Now let’s imagine a system involving 8 separate 5 MLA seats (four in greater Darwin, one for greater Alice Springs and three for remote and regional NT). That is, a 40 member Parliament. Assuming uniform vote percentages in each seat exactly as actually occurred, what would be the outcome? As this excellent analysis of Tasmania’s system by ABC political analyst Antony Green explains, the “quota” for election as a MLA in a 5 member PR system is 16.7% (to a single decimal place). Don’t forget that preferences of eliminated candidates are still distributed in such a system, so that the more successful candidates will still get more than just their first preference votes (although to what extent depends on the order in which candidates are eliminated). In that system Labor would have had at least 2 MLAs elected in every one of the 8 seats and no doubt would have achieved 3 in at least half of the seats. Labor would probably have ended up with 20-22 MLAs in this 40 member Legislative Assembly i.e. a likely clear but not overwhelming majority. CLP with 31.8% of first preference votes fell just short of two quotas in its own right, but would almost certainly have achieved two quotas in all eight seats after distribution of preferences of eliminated candidates. That is, CLP would have ended up with 16 MLAs, enough to provide an effective Opposition and retain enough MLAs to gain experience over time so they could make effective Ministers when their time in government came. The Independents would likely have ended up with a similar number of MLAs as they actually now have under the current system (3-5).

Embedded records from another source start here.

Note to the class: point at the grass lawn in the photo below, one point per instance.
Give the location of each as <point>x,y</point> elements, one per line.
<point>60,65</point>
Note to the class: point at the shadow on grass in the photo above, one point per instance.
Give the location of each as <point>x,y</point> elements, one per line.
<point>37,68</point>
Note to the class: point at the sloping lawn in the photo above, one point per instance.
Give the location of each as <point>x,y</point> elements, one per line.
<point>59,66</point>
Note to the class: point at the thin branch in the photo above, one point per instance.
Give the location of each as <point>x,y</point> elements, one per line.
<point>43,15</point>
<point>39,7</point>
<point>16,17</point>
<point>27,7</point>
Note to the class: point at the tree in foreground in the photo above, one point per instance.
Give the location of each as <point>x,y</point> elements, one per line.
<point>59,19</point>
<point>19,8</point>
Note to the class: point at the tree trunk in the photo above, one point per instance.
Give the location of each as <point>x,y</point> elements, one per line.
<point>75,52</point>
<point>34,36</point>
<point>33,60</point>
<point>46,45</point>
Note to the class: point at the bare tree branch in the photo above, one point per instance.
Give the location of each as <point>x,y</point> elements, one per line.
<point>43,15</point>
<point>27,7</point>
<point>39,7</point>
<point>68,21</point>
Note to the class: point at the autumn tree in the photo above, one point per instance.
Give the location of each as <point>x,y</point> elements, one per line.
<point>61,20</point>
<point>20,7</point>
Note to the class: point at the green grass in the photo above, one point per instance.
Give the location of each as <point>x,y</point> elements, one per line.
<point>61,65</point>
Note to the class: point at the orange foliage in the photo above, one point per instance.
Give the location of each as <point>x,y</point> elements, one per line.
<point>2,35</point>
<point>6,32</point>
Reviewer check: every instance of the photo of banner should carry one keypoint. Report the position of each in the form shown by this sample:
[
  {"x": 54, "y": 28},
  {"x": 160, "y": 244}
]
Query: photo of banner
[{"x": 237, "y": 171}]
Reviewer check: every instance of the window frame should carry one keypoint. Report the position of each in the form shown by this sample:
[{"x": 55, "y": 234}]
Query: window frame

With a less dramatic victory for one of the major parties than occurred in 2016 (which you would expect to be the norm), it is likely that the major party with the most seats would need to enter into a coalition agreement (however informal) with one or two Independent or minor party MLAs. That might not sound attractive to the major parties at first glance, but the fact is that the Henderson Labor government was forced into just such an arrangement with Gerry Wood to stay in government between 2010 and 2012, while the Giles CLP regime had a more covert arrangement with Larisa Lee for its last year or so in government. Political realists should accept that the days of the vast majority of voters being rusted on supporters of one or other of the two major parties are over. Independent MPs are a permanent part of Australia’s political landscape even in a system based on single member seats, and periods when a major party is forced to form a coalition of necessity with one or more Independents will increasingly become the norm. A system of multi-member seats at least makes a virtue of that necessity, and more importantly ensures that the losing major party will retain enough seats not only to form an effective Opposition but to live to fight another day. Given that both parties will inevitably be on the wrong side of an election result from time to time, it’s a system worthy of serious consideration.